With an impressive record of more than 70 goals and seven titles with Portuguese giants FC Porto, it is easy to understand why Colombia’s Radamel Falcao has been attracting so much attention at the Copa America 2011. The former River Plate forward made a slow start to the tournament, failing to score in his first two outings, but that all changed rather emphatically on Sunday.
Falcao needed just 28 minutes to net his brace against Bolivia and put the match beyond doubt. With the win, Hernan Dario Gomez’s Cafeteros go through to the quarter-finals as runaway winners of Group A. “I’d missed scoring goals in Argentina, where I spent eight-and-a-half years and where things went very well for me,” said Falcao after the match.
“I’m happy that I was able to score and help the team,” he continued, before adding: “I think the press went a bit over the top talking about our lack of goals. On a personal level, I was happy with the chances the team was creating. It was only a matter of time before a goal came”.

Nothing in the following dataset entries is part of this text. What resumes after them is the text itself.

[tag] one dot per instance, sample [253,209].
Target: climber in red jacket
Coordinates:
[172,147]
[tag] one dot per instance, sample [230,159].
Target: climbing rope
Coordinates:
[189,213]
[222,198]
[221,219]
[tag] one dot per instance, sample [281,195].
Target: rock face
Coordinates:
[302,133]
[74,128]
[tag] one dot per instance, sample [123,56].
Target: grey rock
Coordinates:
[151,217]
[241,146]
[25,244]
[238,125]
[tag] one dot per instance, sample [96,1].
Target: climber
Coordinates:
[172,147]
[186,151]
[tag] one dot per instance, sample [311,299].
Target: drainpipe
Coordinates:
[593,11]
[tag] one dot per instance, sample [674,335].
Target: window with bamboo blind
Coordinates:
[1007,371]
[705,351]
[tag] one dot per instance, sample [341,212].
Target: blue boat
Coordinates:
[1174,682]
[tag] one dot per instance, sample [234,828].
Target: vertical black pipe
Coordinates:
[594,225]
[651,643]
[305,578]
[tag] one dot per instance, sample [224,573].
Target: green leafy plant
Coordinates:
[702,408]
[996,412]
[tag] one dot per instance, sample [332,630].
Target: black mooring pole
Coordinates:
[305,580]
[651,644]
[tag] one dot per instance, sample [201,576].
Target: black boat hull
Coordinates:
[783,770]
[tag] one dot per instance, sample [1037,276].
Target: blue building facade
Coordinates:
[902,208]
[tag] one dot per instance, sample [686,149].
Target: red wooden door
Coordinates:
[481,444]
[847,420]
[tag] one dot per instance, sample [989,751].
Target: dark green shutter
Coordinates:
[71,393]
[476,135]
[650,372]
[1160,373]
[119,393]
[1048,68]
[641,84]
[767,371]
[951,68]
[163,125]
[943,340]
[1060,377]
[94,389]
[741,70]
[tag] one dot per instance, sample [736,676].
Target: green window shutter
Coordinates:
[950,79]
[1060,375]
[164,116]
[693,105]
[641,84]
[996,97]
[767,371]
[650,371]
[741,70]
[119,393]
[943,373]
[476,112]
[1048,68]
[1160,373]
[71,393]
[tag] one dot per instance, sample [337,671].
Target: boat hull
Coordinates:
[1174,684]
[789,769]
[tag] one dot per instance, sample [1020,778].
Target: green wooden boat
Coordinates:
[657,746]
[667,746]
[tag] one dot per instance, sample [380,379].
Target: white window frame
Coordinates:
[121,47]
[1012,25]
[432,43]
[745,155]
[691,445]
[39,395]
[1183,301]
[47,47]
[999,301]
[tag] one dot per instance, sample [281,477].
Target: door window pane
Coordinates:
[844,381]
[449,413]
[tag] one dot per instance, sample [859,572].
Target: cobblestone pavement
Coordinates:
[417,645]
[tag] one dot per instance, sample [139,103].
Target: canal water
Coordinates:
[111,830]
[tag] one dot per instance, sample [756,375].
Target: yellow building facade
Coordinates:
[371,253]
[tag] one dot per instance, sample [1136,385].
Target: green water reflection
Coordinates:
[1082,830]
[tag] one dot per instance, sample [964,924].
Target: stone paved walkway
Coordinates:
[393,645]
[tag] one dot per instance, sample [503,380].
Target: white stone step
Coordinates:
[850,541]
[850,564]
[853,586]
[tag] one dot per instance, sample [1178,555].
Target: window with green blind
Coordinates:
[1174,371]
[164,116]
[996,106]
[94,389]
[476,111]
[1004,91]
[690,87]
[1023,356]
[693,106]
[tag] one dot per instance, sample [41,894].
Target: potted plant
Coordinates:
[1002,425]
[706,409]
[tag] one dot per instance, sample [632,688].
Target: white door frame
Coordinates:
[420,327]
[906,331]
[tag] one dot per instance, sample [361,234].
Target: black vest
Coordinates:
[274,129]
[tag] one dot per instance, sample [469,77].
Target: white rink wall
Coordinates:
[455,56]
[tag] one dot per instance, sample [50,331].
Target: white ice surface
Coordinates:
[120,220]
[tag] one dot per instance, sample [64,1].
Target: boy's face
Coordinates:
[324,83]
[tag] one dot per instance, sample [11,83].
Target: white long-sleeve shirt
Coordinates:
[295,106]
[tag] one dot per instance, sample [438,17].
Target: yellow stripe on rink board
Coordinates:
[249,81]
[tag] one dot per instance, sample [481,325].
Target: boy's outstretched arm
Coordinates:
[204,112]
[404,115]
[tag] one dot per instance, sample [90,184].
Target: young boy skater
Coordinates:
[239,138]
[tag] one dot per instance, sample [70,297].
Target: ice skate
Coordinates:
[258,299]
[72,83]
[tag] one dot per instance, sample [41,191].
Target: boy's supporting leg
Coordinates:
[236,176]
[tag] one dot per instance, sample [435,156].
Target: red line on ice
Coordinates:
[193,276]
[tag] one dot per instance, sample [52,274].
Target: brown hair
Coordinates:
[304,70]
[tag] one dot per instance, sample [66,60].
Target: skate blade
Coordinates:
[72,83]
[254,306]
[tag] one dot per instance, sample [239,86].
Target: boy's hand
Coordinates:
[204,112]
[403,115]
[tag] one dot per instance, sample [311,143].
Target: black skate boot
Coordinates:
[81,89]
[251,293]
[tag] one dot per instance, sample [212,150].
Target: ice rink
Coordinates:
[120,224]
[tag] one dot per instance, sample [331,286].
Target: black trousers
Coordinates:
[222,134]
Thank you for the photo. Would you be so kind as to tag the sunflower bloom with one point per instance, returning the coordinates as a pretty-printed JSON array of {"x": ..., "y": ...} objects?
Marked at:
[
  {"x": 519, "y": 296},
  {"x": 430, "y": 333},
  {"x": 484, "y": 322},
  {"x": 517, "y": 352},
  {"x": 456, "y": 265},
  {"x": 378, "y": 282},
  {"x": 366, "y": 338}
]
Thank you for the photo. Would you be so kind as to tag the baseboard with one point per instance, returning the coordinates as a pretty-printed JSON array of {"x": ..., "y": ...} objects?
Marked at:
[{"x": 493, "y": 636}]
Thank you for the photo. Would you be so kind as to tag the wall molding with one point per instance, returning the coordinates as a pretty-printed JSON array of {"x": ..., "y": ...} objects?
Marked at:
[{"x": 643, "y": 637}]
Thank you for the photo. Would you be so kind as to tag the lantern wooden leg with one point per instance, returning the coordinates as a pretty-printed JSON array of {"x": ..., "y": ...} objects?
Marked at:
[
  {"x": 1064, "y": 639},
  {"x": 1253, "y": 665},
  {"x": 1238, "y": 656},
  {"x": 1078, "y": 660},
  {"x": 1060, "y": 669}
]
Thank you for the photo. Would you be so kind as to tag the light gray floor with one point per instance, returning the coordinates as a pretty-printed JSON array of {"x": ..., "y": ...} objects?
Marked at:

Falcao’s first strike after 14 minutes was a trademark finish. After latching on to a through ball, the Santa Marca native looked up and coolly placed a left-foot shot across the body of Bolivian goalkeeper Carlos Arias. His and Colombia’s second came from the penalty spot. “It doesn’t really matter who scores the goals. The important thing is to grow and become stronger as a team,” said the forward, who is now the tournament’s joint-top scorer alongside Peru’s Paolo Guerrero.
Strength in attack and defence
Aside from their star striker hitting form, Colombia have a number of reasons to be positive after successfully navigating the group stage. Their solid defensive displays are perhaps the most encouraging aspect, with Los Cafeteros keeping clean sheets in all three of their matches in Group A. No mean feat, considering first-choice goalkeeper David Ospina was ruled out of the tournament just a few days before Colombia’s opening match.
With two wins and a draw from their three games, and a tally of three goals scored without reply, Colombia's statistics are nothing if not impressive. Coach Gomez agrees, and said: “We secured first place in the group with great authority. I really believe in this team”.
Despite the encouraging signs, Falcao warns against overconfidence as Colombia head towards the business end of the tournament. “Many of the national side’s past mistakes came from an excess of confidence and thinking that we were the best,” said the Porto marksman, who won the South American U-20 Championship with Colombia in 2005. “Our goal is to make the Colombian people happy, but we’re still not in the final. We know we’re not the best and that there’s still a lot of room for us to improve.”